Suicide more common in patients with digestive system cancers
Suicide appears to be more common in patients with cancers of the digestive system, especially in those with pancreatic and oesophageal cancers, a recent study has found.
The analysis included 856,293 patients with digestive system cancers (54.4 percent male), in whom 881 suicide cases were reported over a mean follow-up duration of 3.14 years. The resulting suicide rate was 32.77 per 100,000 person-years, which was almost twice that in the general US population (standardized mortality ratio [SMR], 1.91; 95 percent CI, 1.79–2.04).
Colon cancer was observed in 37 percent of the cohort and was the most common digestive system cancer subtype. This was followed by cancers of the rectum and rectosigmoid junction (16 percent), and pancreatic cancer (14 percent).
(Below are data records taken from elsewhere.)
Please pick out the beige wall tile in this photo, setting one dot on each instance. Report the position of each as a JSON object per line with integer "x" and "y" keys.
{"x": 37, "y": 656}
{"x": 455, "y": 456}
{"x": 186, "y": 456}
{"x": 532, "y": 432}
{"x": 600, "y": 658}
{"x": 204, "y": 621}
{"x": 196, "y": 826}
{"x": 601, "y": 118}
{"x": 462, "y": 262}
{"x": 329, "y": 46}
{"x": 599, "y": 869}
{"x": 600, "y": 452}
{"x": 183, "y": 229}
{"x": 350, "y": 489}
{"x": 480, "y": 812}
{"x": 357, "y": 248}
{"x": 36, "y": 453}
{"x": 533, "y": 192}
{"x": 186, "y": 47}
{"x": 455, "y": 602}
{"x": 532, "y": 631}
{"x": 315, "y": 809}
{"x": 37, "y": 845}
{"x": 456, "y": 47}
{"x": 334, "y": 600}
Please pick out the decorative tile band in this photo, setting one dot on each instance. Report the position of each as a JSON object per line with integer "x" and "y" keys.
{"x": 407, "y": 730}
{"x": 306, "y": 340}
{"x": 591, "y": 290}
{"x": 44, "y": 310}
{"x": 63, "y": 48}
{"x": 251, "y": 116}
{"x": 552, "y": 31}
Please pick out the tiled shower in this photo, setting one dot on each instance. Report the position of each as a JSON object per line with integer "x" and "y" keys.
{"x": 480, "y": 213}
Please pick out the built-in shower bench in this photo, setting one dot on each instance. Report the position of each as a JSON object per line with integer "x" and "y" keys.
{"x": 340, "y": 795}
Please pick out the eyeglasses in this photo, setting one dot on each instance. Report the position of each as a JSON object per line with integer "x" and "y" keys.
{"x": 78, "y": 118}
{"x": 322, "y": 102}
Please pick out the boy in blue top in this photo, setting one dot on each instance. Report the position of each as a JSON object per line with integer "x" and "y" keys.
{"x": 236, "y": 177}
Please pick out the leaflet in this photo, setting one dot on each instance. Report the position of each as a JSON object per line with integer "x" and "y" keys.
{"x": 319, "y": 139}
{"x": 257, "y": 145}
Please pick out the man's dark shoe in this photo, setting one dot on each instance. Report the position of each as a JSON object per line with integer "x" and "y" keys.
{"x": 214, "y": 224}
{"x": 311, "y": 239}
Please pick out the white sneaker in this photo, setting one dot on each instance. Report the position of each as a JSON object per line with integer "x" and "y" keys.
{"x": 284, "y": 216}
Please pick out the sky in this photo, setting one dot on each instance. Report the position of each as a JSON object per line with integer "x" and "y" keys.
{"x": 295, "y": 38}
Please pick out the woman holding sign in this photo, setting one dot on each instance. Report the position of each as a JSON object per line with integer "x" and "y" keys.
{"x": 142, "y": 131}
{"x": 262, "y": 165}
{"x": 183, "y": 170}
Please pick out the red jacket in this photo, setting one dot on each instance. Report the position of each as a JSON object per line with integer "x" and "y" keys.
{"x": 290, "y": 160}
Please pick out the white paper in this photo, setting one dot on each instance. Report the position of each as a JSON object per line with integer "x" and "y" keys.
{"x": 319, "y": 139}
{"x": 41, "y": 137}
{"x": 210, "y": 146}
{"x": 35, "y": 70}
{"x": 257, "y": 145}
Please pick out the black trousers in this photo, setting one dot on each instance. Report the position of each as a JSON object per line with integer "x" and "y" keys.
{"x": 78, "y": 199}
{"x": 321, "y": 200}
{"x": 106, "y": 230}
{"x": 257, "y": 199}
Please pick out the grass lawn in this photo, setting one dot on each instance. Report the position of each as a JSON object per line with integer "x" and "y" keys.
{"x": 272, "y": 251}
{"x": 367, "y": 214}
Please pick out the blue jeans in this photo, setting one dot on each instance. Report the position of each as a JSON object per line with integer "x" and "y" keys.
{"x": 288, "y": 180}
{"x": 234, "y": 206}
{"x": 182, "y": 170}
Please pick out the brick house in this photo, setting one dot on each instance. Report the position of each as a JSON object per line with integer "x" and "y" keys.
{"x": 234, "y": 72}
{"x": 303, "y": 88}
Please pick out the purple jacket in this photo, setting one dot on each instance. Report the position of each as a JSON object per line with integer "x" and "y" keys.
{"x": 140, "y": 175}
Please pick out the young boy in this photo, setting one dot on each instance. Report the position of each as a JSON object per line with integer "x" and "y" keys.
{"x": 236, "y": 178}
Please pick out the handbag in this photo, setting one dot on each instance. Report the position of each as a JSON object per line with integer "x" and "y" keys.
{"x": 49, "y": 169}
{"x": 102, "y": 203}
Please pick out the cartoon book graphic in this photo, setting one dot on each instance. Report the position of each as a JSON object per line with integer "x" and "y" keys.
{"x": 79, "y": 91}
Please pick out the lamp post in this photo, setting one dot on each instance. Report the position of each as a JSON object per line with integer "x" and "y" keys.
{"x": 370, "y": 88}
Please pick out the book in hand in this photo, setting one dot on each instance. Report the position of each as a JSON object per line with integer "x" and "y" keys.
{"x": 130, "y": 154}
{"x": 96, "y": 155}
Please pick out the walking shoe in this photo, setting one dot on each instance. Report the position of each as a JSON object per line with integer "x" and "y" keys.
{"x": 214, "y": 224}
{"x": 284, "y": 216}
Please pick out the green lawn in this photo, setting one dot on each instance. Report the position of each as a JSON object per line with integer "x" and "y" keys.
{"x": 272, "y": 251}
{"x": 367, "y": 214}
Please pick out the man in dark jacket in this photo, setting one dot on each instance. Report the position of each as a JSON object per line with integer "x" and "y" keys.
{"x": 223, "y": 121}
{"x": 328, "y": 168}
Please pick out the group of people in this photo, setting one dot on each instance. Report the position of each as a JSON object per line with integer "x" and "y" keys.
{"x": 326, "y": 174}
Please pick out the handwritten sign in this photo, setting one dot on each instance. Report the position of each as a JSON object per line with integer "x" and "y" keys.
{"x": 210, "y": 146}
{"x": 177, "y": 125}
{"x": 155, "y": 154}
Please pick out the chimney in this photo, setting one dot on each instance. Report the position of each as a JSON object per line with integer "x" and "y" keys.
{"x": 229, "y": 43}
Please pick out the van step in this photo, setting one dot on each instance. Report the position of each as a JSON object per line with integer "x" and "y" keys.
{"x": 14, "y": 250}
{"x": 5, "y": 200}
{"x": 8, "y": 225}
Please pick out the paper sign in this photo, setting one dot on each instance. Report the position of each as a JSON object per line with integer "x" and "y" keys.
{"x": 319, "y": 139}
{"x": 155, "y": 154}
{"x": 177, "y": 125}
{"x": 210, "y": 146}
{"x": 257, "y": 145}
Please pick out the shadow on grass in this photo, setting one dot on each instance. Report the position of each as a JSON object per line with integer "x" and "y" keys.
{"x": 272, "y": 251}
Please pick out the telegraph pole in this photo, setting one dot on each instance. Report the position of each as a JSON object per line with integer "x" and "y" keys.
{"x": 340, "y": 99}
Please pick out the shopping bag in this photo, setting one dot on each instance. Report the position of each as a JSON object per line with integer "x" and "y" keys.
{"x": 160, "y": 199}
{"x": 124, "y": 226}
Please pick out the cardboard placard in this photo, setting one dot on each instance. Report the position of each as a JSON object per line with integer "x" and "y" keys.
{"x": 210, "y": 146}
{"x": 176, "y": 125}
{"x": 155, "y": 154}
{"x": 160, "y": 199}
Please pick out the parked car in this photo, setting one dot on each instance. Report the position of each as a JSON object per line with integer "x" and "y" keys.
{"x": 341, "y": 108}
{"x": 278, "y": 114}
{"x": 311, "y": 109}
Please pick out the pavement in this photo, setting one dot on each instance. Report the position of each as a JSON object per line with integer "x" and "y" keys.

Oesophageal cancer was the least common subtype (5.1 percent).
Disaggregation of the analysis by cancer site showed that suicide rates were consistently elevated relative to the general population.
Notably, despite being the least common type, oesophageal cancer had one of the highest relative suicide risks (SMR, 5.03; 4.03–6.19), second only to pancreatic cancer (SMR, 5.28; 4.26–6.47). The corresponding absolute rates were 116.54 and 86.04 suicides per 100,000 person-years.
Cancers of the stomach (SMR, 2.84; 2.26–3.53) and of the liver and intrahepatic bile duct (SMR, 2.14; 1.58–2.85) also resulted in suicide rates that were more than double than in the general population.
In contrast, colon (SMR, 1.36; 1.22–1.52) and rectum and rectosigmoid junction (SMR, 1.65; 1.42–1.90) cancers had the lowest suicide rates of all the subtypes, though these were still significantly higher than in the general population.